I am trying to build an NER model, but want multiple options for the spans...ex:

"I like green cats." -> {BOBI, BIII, BOOO, etc}

that I can feed into another algorithm to choose based on downstream criteria.

​

With something like T5, I would modify the beam search to give me a list of generative texts from most probable to nth most probable. With BERT, I don't know how to do this because I can't condition the result of a token classification on the previous one.

12

Comments

You must log in or register to comment.

suflaj t1_ivlokew wrote

BERT has no decoder. Hence you would need to add a decoder. You can use BERTs pretrained weights with huggingfaces EncoderDecoderModel.

8

new_name_who_dis_ t1_ivq7gwm wrote

To make Beam search work with BERT you'd need to change the way BERT works, which you could do but it's probably too complicated for what you want to do.

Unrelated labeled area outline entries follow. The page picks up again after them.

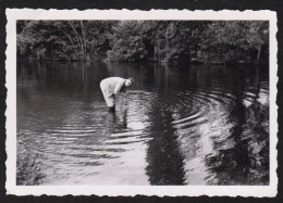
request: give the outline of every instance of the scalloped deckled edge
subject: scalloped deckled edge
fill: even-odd
[[[274,11],[7,9],[7,193],[99,196],[275,196],[278,192],[278,18]],[[16,20],[266,20],[270,21],[270,186],[16,186]]]

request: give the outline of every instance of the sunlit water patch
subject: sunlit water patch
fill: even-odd
[[[269,182],[267,67],[20,68],[17,185]],[[99,89],[109,76],[136,81],[116,97],[115,113]]]

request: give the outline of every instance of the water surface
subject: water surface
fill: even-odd
[[[109,113],[106,77],[135,85]],[[17,185],[268,185],[268,66],[21,62]]]

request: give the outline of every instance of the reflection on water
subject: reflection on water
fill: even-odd
[[[99,89],[134,77],[109,113]],[[268,185],[268,67],[21,62],[17,185]]]

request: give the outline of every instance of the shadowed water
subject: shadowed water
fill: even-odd
[[[134,77],[109,113],[99,83]],[[268,66],[20,62],[17,185],[268,185]]]

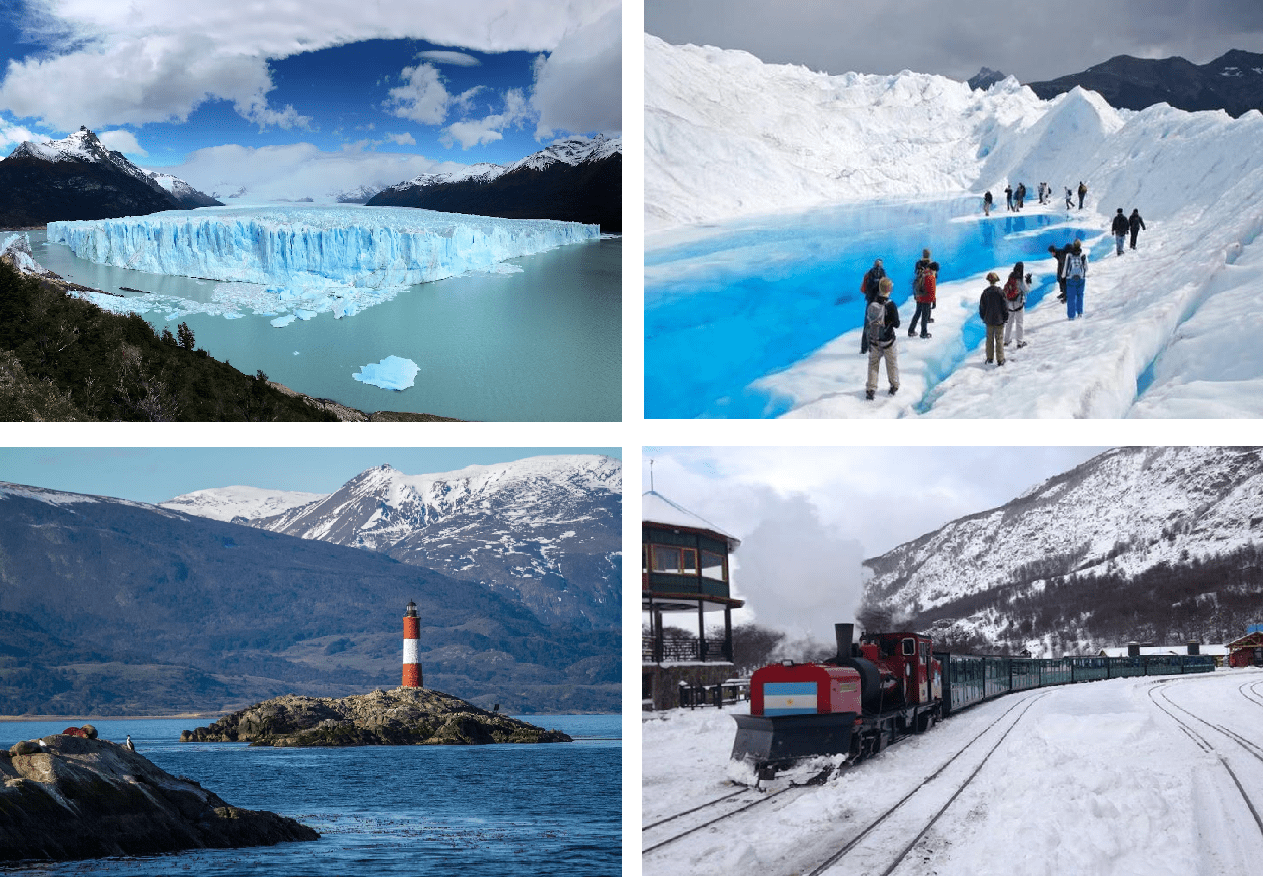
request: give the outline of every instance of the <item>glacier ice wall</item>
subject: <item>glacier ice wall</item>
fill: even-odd
[[[437,281],[600,236],[595,225],[408,207],[212,207],[48,224],[81,259],[299,289]]]

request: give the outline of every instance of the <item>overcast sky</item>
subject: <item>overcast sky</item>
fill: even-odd
[[[668,43],[835,75],[967,80],[985,66],[1038,82],[1116,54],[1201,64],[1233,48],[1263,52],[1259,0],[645,0],[644,20]]]
[[[221,196],[505,164],[620,133],[621,6],[5,0],[0,155],[80,125]]]
[[[427,475],[553,454],[621,456],[618,447],[0,447],[0,481],[162,503],[235,485],[333,493],[383,463]]]
[[[1104,447],[645,447],[642,493],[741,540],[734,584],[759,623],[832,642],[860,561],[1003,505]],[[715,620],[720,620],[715,615]],[[672,623],[696,629],[677,618]]]

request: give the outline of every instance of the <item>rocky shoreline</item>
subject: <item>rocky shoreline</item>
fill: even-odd
[[[193,780],[174,777],[110,741],[51,734],[0,749],[0,862],[318,838],[288,816],[231,806]]]
[[[284,695],[179,735],[183,743],[251,746],[477,746],[570,743],[560,730],[433,689],[398,687],[349,698]]]

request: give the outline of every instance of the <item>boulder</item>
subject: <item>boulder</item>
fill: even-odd
[[[349,698],[284,695],[184,730],[181,742],[251,746],[440,746],[568,743],[503,713],[433,689],[398,687]]]
[[[43,746],[24,743],[0,759],[0,862],[149,856],[320,837],[288,816],[234,807],[109,741],[52,734]]]

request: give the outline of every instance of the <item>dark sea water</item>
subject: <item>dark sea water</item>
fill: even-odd
[[[179,743],[192,719],[99,720],[131,734],[168,773],[229,804],[273,810],[321,839],[56,864],[39,874],[576,874],[621,873],[621,718],[528,715],[573,743],[293,749]],[[203,720],[205,722],[205,720]],[[0,746],[82,720],[0,723]]]

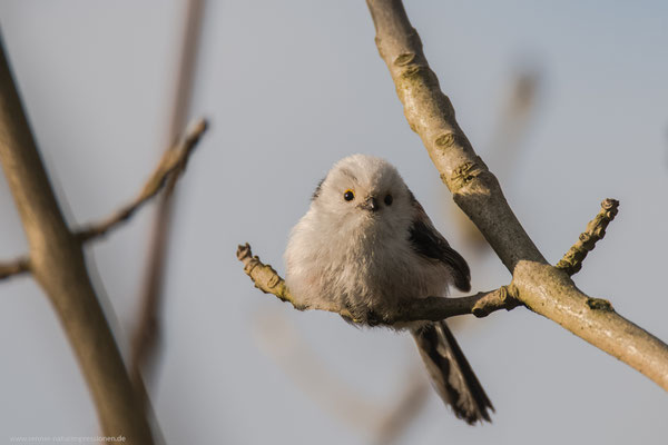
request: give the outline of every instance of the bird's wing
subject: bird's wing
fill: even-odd
[[[452,273],[454,286],[462,291],[471,290],[471,270],[464,258],[450,247],[443,235],[439,234],[424,208],[414,197],[413,206],[416,216],[409,233],[413,249],[426,258],[445,264]]]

What you could do instead is just using a non-determenistic classifier, like a Mixture Density Network. It predicts several outputs as well as their likelihood.

2

natural_language_guy OP t1_ivsdjo8 wrote

If the advice is to discard BERT and go with MDN, do you think MDNs in this case would perform better than some large generative model like t5 with beam search?

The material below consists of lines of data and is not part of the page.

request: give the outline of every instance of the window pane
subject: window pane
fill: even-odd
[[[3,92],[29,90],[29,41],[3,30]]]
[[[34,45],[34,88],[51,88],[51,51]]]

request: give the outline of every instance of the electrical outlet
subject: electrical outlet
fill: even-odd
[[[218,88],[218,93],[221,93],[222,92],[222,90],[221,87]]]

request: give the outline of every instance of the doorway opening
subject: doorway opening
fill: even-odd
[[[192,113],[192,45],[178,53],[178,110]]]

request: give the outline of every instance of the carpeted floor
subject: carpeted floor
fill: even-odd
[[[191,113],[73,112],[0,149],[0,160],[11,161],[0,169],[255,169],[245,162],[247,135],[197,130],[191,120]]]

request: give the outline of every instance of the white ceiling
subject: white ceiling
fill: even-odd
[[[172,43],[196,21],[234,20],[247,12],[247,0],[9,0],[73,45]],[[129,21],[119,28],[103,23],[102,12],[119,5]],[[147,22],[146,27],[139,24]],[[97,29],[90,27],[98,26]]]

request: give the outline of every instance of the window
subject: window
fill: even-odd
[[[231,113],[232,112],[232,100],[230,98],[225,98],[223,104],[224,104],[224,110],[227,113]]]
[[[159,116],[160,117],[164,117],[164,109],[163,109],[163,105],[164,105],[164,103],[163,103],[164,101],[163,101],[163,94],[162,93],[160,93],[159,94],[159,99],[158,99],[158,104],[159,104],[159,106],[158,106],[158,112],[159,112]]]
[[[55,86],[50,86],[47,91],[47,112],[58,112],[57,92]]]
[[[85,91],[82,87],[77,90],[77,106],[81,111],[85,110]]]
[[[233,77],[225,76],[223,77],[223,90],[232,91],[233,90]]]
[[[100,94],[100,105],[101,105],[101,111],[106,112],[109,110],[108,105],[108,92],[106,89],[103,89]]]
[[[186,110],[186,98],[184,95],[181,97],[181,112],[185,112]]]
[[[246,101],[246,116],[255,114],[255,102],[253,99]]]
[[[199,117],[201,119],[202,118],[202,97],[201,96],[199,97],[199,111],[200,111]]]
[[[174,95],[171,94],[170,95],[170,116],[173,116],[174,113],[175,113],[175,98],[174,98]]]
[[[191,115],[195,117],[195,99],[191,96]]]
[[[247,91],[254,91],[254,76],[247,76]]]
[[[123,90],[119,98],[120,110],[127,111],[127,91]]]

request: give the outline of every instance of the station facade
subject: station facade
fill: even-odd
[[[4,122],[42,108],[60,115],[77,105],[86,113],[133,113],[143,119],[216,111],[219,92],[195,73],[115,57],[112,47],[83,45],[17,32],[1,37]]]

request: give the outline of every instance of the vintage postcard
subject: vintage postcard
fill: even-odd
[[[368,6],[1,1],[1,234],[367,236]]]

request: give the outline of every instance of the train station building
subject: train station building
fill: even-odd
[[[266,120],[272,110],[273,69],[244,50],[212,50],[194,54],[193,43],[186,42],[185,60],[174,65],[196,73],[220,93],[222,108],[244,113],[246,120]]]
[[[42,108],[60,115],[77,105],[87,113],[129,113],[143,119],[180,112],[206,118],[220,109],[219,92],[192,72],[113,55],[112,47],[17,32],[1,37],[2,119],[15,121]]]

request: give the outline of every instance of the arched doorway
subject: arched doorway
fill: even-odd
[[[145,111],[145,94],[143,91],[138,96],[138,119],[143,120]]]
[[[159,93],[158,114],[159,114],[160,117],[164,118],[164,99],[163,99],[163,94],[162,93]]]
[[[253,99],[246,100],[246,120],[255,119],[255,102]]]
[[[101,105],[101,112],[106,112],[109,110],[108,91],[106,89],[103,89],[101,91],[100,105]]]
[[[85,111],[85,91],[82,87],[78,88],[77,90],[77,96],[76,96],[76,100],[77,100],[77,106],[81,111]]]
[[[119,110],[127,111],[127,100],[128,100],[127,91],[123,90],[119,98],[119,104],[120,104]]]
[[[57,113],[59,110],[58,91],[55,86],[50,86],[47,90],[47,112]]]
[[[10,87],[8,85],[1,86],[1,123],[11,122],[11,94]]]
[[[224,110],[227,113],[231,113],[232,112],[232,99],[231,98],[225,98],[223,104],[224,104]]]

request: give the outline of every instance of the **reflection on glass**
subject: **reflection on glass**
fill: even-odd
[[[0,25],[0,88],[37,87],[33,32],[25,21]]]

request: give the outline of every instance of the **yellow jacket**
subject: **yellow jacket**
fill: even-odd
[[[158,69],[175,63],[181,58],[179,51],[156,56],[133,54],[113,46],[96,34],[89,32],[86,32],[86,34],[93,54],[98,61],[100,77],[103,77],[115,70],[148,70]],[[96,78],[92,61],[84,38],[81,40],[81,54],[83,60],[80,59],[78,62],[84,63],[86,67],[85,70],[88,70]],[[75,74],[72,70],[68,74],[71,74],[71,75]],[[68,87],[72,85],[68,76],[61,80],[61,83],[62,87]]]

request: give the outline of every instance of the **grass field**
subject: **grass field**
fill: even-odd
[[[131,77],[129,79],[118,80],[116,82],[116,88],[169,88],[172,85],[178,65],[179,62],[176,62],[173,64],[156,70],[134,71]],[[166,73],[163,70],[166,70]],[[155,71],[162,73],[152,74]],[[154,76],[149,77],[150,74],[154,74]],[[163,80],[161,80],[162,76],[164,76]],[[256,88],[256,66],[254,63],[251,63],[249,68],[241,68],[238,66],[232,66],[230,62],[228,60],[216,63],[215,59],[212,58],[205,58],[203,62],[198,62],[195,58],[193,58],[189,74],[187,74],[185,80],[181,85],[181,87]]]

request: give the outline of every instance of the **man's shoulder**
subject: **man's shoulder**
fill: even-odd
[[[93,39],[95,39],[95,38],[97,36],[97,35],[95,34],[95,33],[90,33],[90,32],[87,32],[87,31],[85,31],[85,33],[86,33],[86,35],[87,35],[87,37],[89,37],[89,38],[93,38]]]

The MDN does look interesting, and it looks like there are some libraries available for it already, but I don't have much experience using deep prob. models.

1

new_name_who_dis_ t1_ivtav2j wrote

No I’m not saying to discard Bert you still use the Bert as encoder and use mdn like network as a final layer. It could still be a self attention layer just trained with the mdn loss function. MDN isn't a different architecture, it's just a different loss function for your final output that isn't deterministic but allows for multiple outputs

1